Files
diffusion_policy/AGENTS.md

2.9 KiB

Agent Notes

Purpose

~/diffusion_policy is the Diffusion Policy training repo. The main workflow here is Hydra-driven training via train.py, with the canonical PushT image experiment configured by image_pusht_diffusion_policy_cnn.yaml.

Top Level

  • diffusion_policy/: core code, configs, datasets, env runners, workspaces.
  • data/: local datasets, outputs, checkpoints, run logs.
  • train.py: main training entrypoint.
  • eval.py: checkpoint evaluation entrypoint.
  • image_pusht_diffusion_policy_cnn.yaml: canonical single-seed PushT image config from the README path.
  • .venv/: local uv-managed virtualenv.
  • .uv-cache/, .uv-python/: local uv cache and Python install state.
  • README.md: upstream instructions and canonical commands.

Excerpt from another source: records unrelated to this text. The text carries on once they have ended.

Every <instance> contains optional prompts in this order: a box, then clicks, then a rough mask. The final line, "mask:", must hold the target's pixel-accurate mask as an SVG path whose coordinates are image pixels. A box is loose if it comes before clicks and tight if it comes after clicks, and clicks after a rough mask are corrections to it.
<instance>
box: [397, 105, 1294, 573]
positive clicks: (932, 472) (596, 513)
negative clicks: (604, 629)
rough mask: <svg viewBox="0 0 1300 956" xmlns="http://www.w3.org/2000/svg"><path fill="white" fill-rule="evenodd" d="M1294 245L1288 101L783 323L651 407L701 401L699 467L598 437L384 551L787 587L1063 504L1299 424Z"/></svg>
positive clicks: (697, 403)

Canonical PushT Image Path

  • Entrypoint: python train.py --config-dir=. --config-name=image_pusht_diffusion_policy_cnn.yaml
  • Dataset path in config: data/pusht/pusht_cchi_v7_replay.zarr
  • README canonical device override: training.device=cuda:0

Data

  • PushT archive currently present at data/pusht.zip
  • Unpacked dataset used by training: data/pusht/pusht_cchi_v7_replay.zarr

Local Compatibility Adjustments

  • diffusion_policy/env_runner/pusht_image_runner.py now uses SyncVectorEnv instead of AsyncVectorEnv. Reason: avoid shared-memory and semaphore failures on this host/session.
  • diffusion_policy/gym_util/sync_vector_env.py has local compatibility changes:
    • added reset_async
    • seeded reset_wait
    • updated concatenate(...) call order for the current gym API

Environment Expectations

  • Use the local uv env at .venv
  • Verified local Python: 3.9.25
  • Verified local Torch stack: torch 2.8.0+cu128, torchvision 0.23.0+cu128
  • Other key installed versions verified in .venv:
    • gym 0.23.1
    • hydra-core 1.2.0
    • diffusers 0.11.1
    • huggingface_hub 0.10.1
    • wandb 0.13.3
    • zarr 2.12.0
    • numcodecs 0.10.2
    • av 14.0.1
  • Important note: this shell currently reports torch.cuda.is_available() == False, so always verify CUDA access in the current session before assuming GPU is usable.

Logging And Outputs

  • Hydra run outputs: data/outputs/...
  • Per-run files to check first:
    • .hydra/overrides.yaml
    • logs.json.txt
    • train.log
    • checkpoints/latest.ckpt
  • Extra launcher logs may live under data/run_logs/

Practical Guidance

  • Inspect with rg, sed, and existing Hydra output folders before changing code.
  • Prefer config overrides before code edits.
  • On this host, start from these safety overrides unless revalidated:
    • logging.mode=offline
    • dataloader.num_workers=0
    • val_dataloader.num_workers=0
    • task.env_runner.n_envs=1
    • task.env_runner.n_test_vis=0
    • task.env_runner.n_train_vis=0
  • If a run fails, inspect .hydra/overrides.yaml, then logs.json.txt, then train.log.
  • Avoid driver or system changes unless the repo-local path is clearly blocked.